3. First line of description
Add searchable keyword phrases in the first line of the description of your video. Consider repeating the title again in your description.
Tips for getting started with YouTube
1. Take time to learn.
Watch a few videos. Learn a little about YouTube and play around. See what it's all about. Don't get frustrated with it; just play. There's no pressure in this phase!
"It has to be fun for you. If you do not have fun making videos, if it's not something you feel joy doing, if you feel dread, then it's not for you. Try something else, like a blog or a podcast." - Ashley Hagen
Record something. Just do it! Rip the bandaid off and record yourself so you get comfortable on camera. Practice. (Another way to get comfortable on camera is to post on Instagram Stories because they disappear after 24 hours.) You can also leave your YouTube video "Unlisted" if it makes you more comfortable, which means no one will see your video unless you send them the link. You can send it to people and ask for feedback before making it public.

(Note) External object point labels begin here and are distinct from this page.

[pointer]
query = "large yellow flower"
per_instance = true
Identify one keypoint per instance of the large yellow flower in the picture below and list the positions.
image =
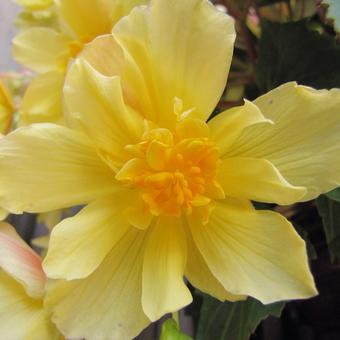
(6, 118)
(22, 288)
(6, 109)
(169, 194)
(48, 51)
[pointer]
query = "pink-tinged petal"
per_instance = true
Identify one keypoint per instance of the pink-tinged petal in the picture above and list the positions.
(19, 261)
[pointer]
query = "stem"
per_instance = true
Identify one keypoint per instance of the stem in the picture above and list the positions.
(175, 316)
(290, 9)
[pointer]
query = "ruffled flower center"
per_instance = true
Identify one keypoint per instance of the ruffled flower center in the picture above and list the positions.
(173, 174)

"Record three or four videos and go through the whole process of uploading it, naming it, adding a description, and see if it's something you see yourself continuing. But don't make the judgement until you are three or four videos in." - Ashley Hagen
3. Be consistent.
Once you explore a bit and start figuring it all out, pick a frequency to post a video on a regular basis, whether that be once a week or once a month.
“I’ve never had a viral video. I’ve never had an explosion of anything from YouTube or otherwise. But I’ve had steady growth when I learned to be consistent.” - Ashley Hagen
4. Know your why.
Be purposeful. Start with an intention of why you are posting each video. Why is it helpful? Why should someone watch your video? What is the reason behind it?
Your next step
Your next step after listening to this episode is to get started with YouTube.
You heard us - it’s all about playing and having fun and testing things at first. So grab Ashley’s content tree map and get started with your first 4 videos.
Until next time, give yourself permission to get started on YouTube and grace along the way.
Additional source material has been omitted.